The Marian way is extreme and unyielding because it does not compromise with the ego’s hubristic claims on reality. Indeed, the via Maria is an ongoing suspension of the ego’s claims on truth, beauty, and goodness. To continually suspend in the Marian way is to explode the ego’s idols with the violent grace of humility, battering the ego to its knees until it admits the incoherence of the self-without-God and the self-in-spite-of-God. Once the ego has been obliterated by the detonations of grace, out of the rubble emerges a new disposition that delights in the agapic communion of joy that glorifies the risen Christ. So Marian love first begins by way of birth pangs (Rev. 12:1-2) and the sword (Luke 2:35), uniting the cross of self-denial with the lack of Christ’s afflictions (Col. 1:24). Then, after this cruciform clearing, the newly transfigured self may pour its love outward as a libation of agape, loving finally according to the law of the gift.

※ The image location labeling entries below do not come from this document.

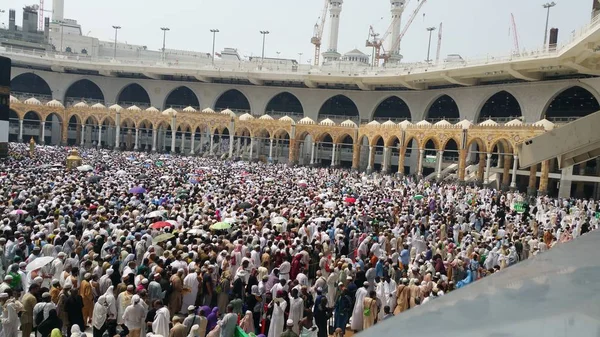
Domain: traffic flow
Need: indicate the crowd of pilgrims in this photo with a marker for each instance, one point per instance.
(174, 246)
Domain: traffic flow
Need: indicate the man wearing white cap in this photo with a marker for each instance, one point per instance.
(10, 320)
(133, 316)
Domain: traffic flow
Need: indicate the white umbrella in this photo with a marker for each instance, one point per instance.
(38, 263)
(155, 214)
(279, 220)
(85, 168)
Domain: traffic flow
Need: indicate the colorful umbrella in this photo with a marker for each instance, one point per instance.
(138, 190)
(155, 214)
(85, 168)
(221, 226)
(38, 263)
(161, 224)
(163, 237)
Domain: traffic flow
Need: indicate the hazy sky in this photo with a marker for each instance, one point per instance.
(472, 28)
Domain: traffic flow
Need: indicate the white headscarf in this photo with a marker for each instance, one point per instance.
(100, 312)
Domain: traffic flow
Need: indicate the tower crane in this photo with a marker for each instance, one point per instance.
(517, 50)
(437, 54)
(376, 42)
(396, 44)
(318, 32)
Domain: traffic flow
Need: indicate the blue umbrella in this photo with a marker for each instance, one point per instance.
(137, 190)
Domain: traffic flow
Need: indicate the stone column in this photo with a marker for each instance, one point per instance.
(401, 159)
(488, 164)
(21, 131)
(355, 156)
(481, 169)
(532, 180)
(462, 165)
(333, 146)
(137, 137)
(154, 138)
(118, 130)
(513, 181)
(99, 136)
(43, 140)
(371, 157)
(385, 162)
(420, 163)
(506, 171)
(192, 149)
(82, 135)
(543, 189)
(182, 150)
(293, 153)
(439, 165)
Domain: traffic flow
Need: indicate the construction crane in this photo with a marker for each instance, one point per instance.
(517, 50)
(318, 32)
(376, 43)
(437, 54)
(396, 44)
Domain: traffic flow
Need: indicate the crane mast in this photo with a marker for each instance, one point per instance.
(517, 50)
(396, 44)
(318, 32)
(437, 54)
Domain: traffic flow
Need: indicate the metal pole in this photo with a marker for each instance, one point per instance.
(547, 6)
(430, 30)
(61, 36)
(264, 33)
(164, 29)
(116, 30)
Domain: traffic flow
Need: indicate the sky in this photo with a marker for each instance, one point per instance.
(471, 28)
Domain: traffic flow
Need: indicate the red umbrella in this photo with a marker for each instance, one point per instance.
(160, 224)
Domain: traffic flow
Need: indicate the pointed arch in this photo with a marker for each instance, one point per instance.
(573, 102)
(286, 103)
(133, 94)
(443, 107)
(338, 106)
(30, 83)
(182, 97)
(392, 107)
(502, 106)
(84, 90)
(232, 99)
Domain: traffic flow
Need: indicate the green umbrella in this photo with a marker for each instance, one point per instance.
(221, 226)
(163, 237)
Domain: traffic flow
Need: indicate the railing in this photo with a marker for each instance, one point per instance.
(332, 69)
(449, 120)
(562, 120)
(498, 119)
(22, 96)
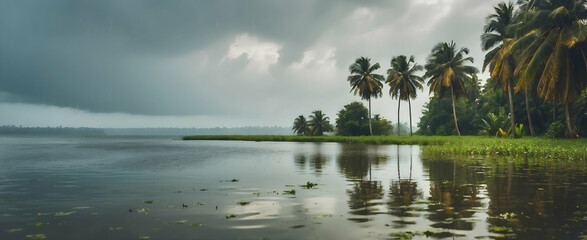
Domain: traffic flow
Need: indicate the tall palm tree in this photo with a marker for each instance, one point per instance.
(497, 37)
(404, 83)
(553, 50)
(320, 123)
(447, 72)
(301, 126)
(364, 82)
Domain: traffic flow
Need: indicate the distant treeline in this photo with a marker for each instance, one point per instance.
(200, 131)
(147, 131)
(84, 131)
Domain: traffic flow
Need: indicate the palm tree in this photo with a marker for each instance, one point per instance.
(553, 50)
(301, 126)
(320, 123)
(365, 82)
(498, 39)
(403, 83)
(447, 71)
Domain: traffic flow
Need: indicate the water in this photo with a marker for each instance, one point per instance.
(162, 188)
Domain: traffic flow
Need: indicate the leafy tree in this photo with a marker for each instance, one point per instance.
(492, 123)
(364, 82)
(404, 83)
(447, 72)
(352, 120)
(301, 127)
(381, 126)
(500, 59)
(319, 123)
(553, 47)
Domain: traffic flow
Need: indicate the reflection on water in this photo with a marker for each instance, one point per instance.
(149, 188)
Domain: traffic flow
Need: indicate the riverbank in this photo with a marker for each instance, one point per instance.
(444, 145)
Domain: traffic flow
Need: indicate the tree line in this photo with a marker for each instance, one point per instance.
(535, 46)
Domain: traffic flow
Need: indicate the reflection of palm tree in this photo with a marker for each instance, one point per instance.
(316, 159)
(300, 160)
(362, 197)
(450, 185)
(355, 160)
(403, 193)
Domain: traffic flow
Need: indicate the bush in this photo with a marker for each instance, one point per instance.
(555, 130)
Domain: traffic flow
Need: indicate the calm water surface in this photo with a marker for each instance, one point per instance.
(161, 188)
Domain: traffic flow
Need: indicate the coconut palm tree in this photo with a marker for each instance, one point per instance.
(553, 50)
(319, 123)
(364, 82)
(498, 37)
(447, 72)
(301, 126)
(404, 83)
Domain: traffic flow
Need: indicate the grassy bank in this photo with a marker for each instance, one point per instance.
(469, 145)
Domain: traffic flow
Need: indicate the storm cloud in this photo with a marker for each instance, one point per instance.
(238, 59)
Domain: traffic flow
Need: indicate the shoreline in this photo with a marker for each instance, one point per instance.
(548, 148)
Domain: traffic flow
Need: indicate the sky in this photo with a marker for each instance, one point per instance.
(151, 63)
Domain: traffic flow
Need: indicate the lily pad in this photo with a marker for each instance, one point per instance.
(36, 236)
(59, 214)
(291, 192)
(80, 208)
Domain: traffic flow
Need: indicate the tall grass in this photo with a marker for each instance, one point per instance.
(445, 145)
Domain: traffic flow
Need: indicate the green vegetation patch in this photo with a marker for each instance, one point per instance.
(445, 145)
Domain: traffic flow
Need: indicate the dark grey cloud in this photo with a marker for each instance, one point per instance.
(172, 57)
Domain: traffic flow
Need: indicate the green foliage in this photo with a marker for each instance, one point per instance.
(437, 117)
(494, 122)
(301, 127)
(446, 145)
(319, 123)
(446, 67)
(555, 130)
(381, 126)
(403, 82)
(363, 80)
(519, 130)
(352, 120)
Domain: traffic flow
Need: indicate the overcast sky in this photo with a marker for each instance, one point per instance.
(115, 63)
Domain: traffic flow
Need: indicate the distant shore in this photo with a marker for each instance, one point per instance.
(575, 149)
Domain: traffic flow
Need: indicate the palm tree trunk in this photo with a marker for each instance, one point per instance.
(454, 113)
(526, 92)
(512, 115)
(398, 102)
(570, 130)
(553, 111)
(370, 129)
(410, 108)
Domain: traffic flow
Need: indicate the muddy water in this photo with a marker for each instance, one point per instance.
(161, 188)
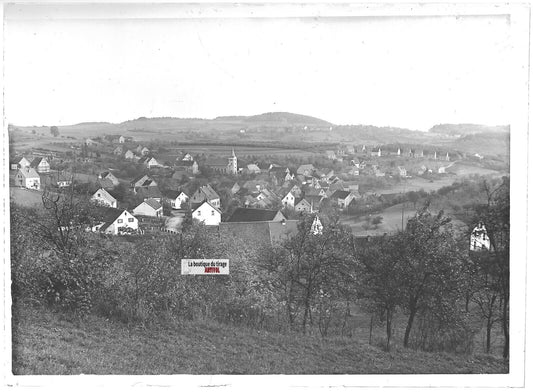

So again, the reception of the gift is at first a purgatorial clearing of the soul. It moves by rousing the soul violently from its slumber so that it may agonize with Christ in the garden. To participate in the gift of the cross is to continually and viciously die to self, for to die is gain and to live is Christ (Phil. 1:21). This does not entail the self-inflicted wounds of flagellation or extreme physical forms of self-mortification—which itself reflects the ego’s own masochistic attempt to seize the gift according to its warped terms. Instead, it is a movement of kenosis that humiliates so as to humble and painfully unravel the habits of vice. Then out of this de-creation emerges our cooperation with the gift in disciplining our desire for the Good, aided by the supernatural virtues and made lighter in prayer and the sacraments. So long as we live in this world, our lifetime will consist of a constant oscillation between libation and love—that is, it is an ongoing effort to deny in order to receive, and in receiving to give and give joyfully. Thus, in this effort of giving and receiving, we may transform our suffering into joy, our despair into hope, our rejection into love, until finally we behold the fulfillment of the gift face to face in all his beatific glory.
The rejection, of course, doesn’t change our metaphysical participation in God’s being, but instead disorders our mode of participation within him.
This isn’t so much a critique on Descartes as it is an illustration of modernity’s obsession with autonomy and how the “I” has become an idol. An “I” without God is an abstraction that strips away an understanding of being as gift, because such an abstraction creates conditions for an inward curving identity, in curvatus in se, and thus traps itself in solipsism. The conditions of the Cartesian “I” cannot conceive of the self as a gift because it doesn’t even see the giver as an other. Moreover, it constitutes a failure because it assumes that the notion of a self can even be conceived coherently without reference to an other, not only with respect to the self as formed by other creatures but the self also grounding its ontological coherence in our participation in God’s otherness.
The highest form of this despair is found in certain expressions of the Nietzschean will to power, in an Übermensch asserting a self-possessing power without God, and more flimsily Sartre’s assertion that existence precedes essence.